Besuchszeiten, Tickets und Zugänglichkeit

  • Besuchszeiten:

    • Sommer (26. März – 6. Oktober): Di–Fr 9:00–19:00; Sa–So 10:00–19:30
    • Winter (ab 8. Oktober): Di–Fr 9:00–18:30; Sa–So 9:30–18:30
    • Montags und an ausgewählten Feiertagen geschlossen (WhichMuseum).
  • Tickets:

    • Vollpreis (Palazzo Bianco & Rosso): ~10 €
    • Ermäßigt (EU-Bürger 18–25): ~5 €
    • Freier Eintritt für Kinder unter 18 Jahren, Einwohner Genuas und zu bestimmten Kulturtagen.
  • Kauf: Tickets sind online über die offizielle Webseite und am Eingang erhältlich. Eine Vorabreservierung wird während der Hauptsaison und bei Sonderausstellungen empfohlen.

  • Zugänglichkeit: Das Museum ist mit Rollstuhlrampen und Aufzügen zugänglich, obwohl einige historische Bereiche Herausforderungen darstellen können. Kontaktieren Sie das Museum im Voraus, wenn Sie besondere Unterstützung benötigen. (Musei di Genova Accessibility)


Führungen und Besucherdienste

  • Führungen & Audioguides: In mehreren Sprachen verfügbar; vor Ort oder online buchbar.
  • Einrichtungen: Toiletten, Garderobe und Museumsshop vorhanden; kein Café im Inneren, aber viele Optionen in der Nähe.
  • Sprachen: Die meisten Beschriftungen sind auf Italienisch; Audioguides und Reiseführer werden für andere Sprachen empfohlen.
  • Fotografie: Nicht-Blitzfotografie ist in den meisten Bereichen gestattet; Einschränkungen für Sonderausstellungen prüfen.

Nahegelegene Attraktionen

Der Palazzo Bianco ist Teil der UNESCO-geschützten Via Garibaldi, die weitere bedeutende Paläste beherbergt:

  • Palazzo Rosso und Palazzo Doria-Tursi (Museumskomplex Strada Nuova)
  • Genueser Dom (Cattedrale di San Lorenzo)
  • Piazza De Ferrari und die mittelalterliche Altstadt
  • Aquarium Genua und die historische Hafenanlage

Die Gegend ist gut zu Fuß zu erkunden; öffentliche Verkehrsmittel und Parkplätze sind vorhanden, aber Spaziergänge werden aufgrund des fußgängerfreundlichen Zentrums empfohlen.


Häufig gestellte Fragen (FAQ)

F: Was sind die genauen Besuchszeiten? A: Sehen Sie im Abschnitt „Besuchszeiten“ oben nach saisonalen Details. Montags geschlossen.

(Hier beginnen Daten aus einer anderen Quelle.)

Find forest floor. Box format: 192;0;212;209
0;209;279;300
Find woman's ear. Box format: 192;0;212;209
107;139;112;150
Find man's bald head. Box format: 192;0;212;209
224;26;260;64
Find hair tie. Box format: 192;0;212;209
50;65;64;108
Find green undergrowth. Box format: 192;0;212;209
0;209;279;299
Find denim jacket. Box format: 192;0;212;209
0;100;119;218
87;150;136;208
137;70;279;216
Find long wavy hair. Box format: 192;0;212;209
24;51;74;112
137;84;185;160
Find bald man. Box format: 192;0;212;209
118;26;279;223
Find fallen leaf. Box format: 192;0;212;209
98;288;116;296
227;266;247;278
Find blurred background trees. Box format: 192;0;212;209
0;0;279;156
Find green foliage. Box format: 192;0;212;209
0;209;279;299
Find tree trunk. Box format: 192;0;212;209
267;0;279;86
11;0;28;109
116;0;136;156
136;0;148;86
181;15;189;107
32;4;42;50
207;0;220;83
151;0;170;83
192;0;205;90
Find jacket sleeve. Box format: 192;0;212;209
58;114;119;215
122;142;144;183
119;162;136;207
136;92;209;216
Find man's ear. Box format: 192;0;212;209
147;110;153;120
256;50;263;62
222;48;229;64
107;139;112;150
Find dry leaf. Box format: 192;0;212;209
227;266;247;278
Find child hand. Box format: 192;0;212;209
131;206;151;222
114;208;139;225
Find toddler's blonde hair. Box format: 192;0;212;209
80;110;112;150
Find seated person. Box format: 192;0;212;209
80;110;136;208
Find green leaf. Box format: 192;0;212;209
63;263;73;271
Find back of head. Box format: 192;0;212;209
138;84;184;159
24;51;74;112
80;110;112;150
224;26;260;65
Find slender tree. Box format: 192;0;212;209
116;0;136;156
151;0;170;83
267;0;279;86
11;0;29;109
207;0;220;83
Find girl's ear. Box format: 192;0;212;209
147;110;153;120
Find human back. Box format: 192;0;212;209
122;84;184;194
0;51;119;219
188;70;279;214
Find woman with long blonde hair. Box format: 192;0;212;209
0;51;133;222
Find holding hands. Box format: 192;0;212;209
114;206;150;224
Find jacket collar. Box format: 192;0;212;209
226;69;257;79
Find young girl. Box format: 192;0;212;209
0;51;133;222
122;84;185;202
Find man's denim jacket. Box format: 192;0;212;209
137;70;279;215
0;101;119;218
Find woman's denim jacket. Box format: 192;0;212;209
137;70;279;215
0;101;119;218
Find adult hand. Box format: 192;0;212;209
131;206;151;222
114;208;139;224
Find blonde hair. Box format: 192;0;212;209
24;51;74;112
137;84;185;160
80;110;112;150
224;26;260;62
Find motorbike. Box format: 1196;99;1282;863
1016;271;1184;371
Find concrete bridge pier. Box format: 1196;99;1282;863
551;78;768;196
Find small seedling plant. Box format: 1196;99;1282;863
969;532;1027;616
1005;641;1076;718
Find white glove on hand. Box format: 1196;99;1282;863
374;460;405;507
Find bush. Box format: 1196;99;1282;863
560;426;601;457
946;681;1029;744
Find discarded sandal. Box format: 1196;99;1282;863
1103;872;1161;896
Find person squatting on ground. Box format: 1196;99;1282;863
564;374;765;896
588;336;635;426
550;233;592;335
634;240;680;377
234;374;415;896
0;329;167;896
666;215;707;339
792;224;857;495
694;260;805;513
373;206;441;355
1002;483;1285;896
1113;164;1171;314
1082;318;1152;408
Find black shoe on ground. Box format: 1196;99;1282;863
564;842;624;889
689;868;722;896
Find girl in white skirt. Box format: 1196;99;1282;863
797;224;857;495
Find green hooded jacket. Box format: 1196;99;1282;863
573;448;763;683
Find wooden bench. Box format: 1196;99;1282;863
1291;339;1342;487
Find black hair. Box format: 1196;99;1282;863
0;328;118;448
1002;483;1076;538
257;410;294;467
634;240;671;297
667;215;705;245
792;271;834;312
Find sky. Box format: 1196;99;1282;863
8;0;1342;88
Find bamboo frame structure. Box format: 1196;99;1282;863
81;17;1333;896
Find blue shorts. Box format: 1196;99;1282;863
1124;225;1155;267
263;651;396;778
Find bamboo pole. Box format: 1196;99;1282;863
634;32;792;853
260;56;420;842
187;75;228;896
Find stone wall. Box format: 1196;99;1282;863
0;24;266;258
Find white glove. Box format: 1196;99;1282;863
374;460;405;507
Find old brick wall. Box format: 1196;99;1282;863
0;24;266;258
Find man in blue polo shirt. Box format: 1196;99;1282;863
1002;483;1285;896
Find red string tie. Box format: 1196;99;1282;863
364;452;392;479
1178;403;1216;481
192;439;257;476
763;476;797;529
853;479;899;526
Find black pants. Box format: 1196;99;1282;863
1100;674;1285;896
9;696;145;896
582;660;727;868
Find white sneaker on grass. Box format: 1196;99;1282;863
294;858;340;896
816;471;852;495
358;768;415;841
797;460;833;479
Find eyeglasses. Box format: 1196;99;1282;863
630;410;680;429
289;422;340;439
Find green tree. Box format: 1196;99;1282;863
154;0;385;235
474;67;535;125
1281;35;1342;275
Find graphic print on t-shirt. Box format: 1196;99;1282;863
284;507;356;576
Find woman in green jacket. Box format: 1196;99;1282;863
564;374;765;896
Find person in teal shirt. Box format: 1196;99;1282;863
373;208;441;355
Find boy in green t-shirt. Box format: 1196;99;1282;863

F: Wie viel kosten die Tickets? A: Vollpreis ~10 €, ermäßigt ~5 €, einige kostenlose Kategorien; Einzelheiten siehe oben.

F: Ist das Museum für Menschen mit Behinderungen zugänglich? A: Ja, mit Aufzügen und Rampen; kontaktieren Sie für besondere Bedürfnisse im Voraus.

F: Sind Führungen verfügbar? A: Ja, Führungen und Audioguides in mehreren Sprachen.

F: Darf ich drinnen fotografieren? A: Nicht-Blitzfotografie ist generell erlaubt; prüfen Sie eventuelle Einschränkungen.

F: Was sollte ich sonst noch in der Nähe besuchen? A: Palazzo Rosso, Palazzo Doria-Tursi, Genueser Dom, Piazza De Ferrari und der Alte Hafen.